Probable spider coccoon in Romania
Location: Brasov, Transylvania, Romania
November 29, 2011 3:42 am
Greetings from Romania. I recently tidied up my study and found 5 cocoons underneath a cloth. They had been laid on a picture frame which had been underneath the cloth (actually a cloth bag for an Australian Barmah hat). They measure 1 inch long and less than half inch wide (2.5 cms by 1.2cms). They are clay coloured and are hard to the touch just like baked clay.I opened one and found 8 dried dead spiders inside. They each have 8 hairy legs under the magnifying glass. I have attached a photo. Have you any idea what they are?
Signature: Dr Haydn Deane
Dear Dr. Deane,
Spiders do not form a cocoon and insects that form a cocoon create a solitary cocoon. What you describe sounds like a Wasp’s Nest. There are many wasps that build a mud nest that is provisioned with insects or spiders for a developing larva, generally a single larva per cell. The structures in your photograph do not resemble any mud Wasp Nests that we are familiar with, but spiders tend to be a common prey for wasps that build a mud nest. The other puzzle is why that picture frame was chosen as the location. For now, this will be posted as a Mystery on our site.
Dear Daniel, Thanks for the prompt reply. You are completely right. I opened another of the nests and inside was the creamy coloured grub in it’s red- brown thin sleeve. The grub is soft but does not move. Pictures enclosed
However I am very puzzled as these mud wasps are not known in Romania. They have been discovered in the Czech Republic and Italy. We live in Brasov, Transylvania in the mountains at an elevation of 600mtres. The cloth that was covering the site of the nests was from an Australian hat. Could it be that the wasp was inside the lining of the cloth bag and travelled all the way to Romania from Australia, then deciding to lay it’s eggs on my photo album lying underneath the bag? Seems a bit far fetched! And it flew in through the window of my study on goodness knows how many occasions with the mud!!

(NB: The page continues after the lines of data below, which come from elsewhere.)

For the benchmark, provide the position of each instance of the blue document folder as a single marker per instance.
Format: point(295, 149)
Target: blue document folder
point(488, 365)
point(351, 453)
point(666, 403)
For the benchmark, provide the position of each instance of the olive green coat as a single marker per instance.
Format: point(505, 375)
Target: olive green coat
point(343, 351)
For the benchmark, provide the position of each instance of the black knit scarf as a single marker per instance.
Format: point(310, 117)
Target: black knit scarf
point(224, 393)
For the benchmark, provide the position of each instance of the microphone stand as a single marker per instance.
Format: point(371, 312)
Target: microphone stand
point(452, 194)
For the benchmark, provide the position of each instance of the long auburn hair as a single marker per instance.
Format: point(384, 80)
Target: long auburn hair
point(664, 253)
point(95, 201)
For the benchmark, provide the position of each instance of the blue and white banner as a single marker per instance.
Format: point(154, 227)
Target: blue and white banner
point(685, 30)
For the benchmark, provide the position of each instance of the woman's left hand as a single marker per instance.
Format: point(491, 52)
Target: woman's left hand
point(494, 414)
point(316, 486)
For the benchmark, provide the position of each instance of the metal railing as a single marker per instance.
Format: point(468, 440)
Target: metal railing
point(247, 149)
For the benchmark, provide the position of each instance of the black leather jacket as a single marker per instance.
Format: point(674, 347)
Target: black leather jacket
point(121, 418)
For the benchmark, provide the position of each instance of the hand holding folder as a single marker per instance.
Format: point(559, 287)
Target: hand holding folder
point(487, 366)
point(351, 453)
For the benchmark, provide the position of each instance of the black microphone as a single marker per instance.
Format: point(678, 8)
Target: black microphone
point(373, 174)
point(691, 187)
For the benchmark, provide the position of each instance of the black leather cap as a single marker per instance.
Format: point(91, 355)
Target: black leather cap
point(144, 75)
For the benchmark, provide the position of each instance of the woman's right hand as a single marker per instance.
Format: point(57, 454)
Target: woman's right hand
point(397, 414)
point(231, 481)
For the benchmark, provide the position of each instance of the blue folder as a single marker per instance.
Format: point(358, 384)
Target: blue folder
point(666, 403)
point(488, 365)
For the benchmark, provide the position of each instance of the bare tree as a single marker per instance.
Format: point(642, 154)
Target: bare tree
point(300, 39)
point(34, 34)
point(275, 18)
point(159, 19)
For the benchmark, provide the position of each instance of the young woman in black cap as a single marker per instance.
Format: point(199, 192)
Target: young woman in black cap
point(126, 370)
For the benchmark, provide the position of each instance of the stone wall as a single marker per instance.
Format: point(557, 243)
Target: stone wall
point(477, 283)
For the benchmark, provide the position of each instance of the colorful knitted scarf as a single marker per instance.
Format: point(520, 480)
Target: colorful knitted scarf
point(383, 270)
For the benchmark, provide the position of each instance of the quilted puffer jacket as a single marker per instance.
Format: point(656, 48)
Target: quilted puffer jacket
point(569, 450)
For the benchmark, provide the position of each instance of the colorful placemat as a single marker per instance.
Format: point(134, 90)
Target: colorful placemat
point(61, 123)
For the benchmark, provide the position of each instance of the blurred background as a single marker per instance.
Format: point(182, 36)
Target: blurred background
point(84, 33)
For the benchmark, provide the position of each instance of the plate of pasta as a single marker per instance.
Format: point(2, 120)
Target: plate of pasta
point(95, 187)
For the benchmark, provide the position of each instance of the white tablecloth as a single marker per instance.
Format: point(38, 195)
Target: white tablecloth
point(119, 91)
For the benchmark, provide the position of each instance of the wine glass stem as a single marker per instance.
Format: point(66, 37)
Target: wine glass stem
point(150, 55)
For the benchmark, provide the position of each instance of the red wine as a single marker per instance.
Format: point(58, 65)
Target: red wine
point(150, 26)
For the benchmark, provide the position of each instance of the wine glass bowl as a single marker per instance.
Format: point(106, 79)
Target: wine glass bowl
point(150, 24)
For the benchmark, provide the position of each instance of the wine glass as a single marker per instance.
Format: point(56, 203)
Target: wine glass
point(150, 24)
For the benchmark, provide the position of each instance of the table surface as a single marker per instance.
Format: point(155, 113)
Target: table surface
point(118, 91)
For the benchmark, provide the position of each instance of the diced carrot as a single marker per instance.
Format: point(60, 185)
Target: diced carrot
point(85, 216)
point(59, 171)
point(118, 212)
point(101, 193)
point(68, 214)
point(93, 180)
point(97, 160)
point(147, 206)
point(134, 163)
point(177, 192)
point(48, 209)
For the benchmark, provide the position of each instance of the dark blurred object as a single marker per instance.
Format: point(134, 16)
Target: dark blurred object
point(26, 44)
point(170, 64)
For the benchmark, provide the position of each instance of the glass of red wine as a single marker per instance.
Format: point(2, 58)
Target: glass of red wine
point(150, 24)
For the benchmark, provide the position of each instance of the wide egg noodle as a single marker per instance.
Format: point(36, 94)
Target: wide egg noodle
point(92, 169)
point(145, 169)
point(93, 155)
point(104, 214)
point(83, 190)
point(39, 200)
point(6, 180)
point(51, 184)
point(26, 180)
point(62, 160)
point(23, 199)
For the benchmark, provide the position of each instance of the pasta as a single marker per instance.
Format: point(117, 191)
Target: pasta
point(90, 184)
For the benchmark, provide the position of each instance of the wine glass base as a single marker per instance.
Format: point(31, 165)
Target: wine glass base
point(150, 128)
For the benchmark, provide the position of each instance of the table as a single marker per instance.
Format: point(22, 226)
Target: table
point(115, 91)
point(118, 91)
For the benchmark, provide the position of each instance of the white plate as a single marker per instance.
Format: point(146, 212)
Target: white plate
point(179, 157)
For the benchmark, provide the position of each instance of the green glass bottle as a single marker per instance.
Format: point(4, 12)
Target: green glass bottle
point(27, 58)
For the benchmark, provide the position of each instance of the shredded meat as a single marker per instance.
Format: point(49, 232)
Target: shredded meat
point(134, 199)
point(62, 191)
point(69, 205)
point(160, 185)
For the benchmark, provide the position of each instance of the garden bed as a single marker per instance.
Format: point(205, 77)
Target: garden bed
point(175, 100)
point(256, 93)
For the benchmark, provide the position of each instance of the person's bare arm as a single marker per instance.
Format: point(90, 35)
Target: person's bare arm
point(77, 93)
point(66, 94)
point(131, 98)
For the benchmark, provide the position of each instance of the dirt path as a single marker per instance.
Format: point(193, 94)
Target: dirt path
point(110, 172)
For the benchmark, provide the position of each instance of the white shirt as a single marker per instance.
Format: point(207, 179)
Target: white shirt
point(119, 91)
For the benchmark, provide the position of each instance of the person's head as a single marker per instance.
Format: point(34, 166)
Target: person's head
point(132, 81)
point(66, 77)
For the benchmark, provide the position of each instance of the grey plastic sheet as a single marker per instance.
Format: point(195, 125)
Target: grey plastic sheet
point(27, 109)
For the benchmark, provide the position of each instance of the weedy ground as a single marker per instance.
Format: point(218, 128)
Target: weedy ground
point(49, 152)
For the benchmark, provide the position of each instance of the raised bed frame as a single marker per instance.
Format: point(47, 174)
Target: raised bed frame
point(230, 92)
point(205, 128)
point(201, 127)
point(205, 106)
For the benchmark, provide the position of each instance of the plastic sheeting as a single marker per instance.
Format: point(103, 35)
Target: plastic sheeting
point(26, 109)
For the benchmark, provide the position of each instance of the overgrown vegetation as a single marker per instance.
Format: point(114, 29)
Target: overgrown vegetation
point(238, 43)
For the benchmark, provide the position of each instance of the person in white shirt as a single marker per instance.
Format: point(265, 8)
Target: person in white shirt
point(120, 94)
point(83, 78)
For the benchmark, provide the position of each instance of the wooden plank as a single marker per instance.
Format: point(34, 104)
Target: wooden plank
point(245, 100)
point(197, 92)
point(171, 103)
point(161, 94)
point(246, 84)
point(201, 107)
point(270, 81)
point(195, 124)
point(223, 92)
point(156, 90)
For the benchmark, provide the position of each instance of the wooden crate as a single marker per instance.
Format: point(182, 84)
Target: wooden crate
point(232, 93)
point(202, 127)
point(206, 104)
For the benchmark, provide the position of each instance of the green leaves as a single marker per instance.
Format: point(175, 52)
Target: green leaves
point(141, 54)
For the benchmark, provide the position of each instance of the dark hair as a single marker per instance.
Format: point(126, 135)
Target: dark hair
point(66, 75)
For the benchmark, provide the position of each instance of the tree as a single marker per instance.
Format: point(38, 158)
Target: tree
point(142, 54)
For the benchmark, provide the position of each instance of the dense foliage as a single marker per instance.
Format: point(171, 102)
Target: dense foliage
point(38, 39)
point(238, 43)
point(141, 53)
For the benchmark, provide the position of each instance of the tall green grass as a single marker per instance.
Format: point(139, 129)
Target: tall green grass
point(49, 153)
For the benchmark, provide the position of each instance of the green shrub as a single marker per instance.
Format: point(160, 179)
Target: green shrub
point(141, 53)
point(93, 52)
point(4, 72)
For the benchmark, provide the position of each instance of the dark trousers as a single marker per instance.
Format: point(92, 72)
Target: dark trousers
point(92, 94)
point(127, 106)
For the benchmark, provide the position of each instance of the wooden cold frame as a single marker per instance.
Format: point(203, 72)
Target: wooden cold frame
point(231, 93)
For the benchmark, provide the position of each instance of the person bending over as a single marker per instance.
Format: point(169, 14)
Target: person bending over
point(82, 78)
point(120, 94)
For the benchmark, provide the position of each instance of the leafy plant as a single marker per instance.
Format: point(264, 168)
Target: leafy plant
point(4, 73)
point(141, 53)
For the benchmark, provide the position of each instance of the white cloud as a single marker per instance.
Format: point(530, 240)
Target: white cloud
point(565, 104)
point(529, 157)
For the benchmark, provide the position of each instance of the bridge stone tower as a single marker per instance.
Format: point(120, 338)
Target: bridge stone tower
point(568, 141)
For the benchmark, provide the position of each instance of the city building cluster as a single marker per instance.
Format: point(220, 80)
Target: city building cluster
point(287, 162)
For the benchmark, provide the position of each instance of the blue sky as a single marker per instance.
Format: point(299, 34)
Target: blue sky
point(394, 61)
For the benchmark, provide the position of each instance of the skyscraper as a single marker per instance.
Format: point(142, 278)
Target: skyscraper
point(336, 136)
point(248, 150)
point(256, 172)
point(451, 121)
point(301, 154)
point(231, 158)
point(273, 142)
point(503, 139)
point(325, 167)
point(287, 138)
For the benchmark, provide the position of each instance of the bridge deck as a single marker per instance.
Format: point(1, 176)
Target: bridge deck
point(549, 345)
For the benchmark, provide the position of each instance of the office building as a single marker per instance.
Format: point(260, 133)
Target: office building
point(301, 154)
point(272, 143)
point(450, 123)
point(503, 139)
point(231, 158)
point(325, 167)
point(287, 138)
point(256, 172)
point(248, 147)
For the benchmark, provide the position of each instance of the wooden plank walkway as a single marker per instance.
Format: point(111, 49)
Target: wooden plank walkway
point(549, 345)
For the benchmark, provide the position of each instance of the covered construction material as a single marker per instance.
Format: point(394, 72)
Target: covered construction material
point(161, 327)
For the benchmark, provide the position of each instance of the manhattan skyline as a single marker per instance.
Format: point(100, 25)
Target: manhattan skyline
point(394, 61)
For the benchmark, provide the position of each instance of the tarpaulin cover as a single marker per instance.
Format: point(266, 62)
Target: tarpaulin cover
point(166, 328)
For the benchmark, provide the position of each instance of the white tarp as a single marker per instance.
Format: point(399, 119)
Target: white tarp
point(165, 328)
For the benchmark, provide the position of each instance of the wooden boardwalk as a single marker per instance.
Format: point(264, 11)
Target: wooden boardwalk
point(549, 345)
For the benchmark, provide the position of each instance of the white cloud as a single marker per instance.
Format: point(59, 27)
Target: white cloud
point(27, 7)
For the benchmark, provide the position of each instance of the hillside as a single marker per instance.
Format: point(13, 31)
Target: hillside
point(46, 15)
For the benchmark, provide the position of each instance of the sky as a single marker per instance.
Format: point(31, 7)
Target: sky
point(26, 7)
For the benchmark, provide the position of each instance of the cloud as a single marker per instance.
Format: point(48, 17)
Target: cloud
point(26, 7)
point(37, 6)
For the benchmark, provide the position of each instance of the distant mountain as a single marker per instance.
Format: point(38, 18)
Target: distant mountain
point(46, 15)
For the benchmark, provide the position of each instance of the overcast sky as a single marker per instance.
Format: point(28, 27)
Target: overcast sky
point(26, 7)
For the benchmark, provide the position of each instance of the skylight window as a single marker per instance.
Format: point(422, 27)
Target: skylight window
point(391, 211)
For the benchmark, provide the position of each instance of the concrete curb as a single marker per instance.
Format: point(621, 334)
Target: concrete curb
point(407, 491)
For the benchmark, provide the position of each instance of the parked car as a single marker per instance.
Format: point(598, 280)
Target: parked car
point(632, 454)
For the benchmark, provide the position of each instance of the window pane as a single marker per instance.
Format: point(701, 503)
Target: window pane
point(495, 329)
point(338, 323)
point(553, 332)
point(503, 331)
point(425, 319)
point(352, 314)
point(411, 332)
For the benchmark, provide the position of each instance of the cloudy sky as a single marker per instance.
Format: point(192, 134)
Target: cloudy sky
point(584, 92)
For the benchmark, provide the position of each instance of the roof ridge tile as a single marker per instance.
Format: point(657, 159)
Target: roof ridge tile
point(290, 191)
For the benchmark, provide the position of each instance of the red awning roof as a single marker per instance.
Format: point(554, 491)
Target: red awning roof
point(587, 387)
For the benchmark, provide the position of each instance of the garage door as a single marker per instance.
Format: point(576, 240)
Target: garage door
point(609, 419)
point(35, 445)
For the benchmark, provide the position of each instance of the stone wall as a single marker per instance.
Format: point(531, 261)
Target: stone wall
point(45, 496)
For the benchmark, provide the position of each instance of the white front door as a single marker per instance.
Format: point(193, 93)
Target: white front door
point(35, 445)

I have done a bit of my own research and it matches the black and yellow mud spider nest, see
I did see a very strange looking wasp in our garden matching the description of the Black and Yellow Mud Dauber this autumn. I have never seen another.
Dr Haydn J H Deane MB BCh BAO
Hi again Dr. Deane,
Though the species of wasp you found might not be found in Romania, we feel quite certain that there must be some local species. Since Mud Wasps are somewhat particular about their host prey, we don’t think it likely that an Australian wasp managed to provision five nest chambers in a foreign land. We did not receive the grub photo and we would love for you to resend it.
Daniel, Apologies, Here are 3 almost the same but may be of interest to you. I do have a small stream outside my study window so that is presumably where the mud was collected
Many thanks for your help
We would urge you to allow the remaining cells to mature and metamorphose into adults that can easily gain access to the outdoors come spring.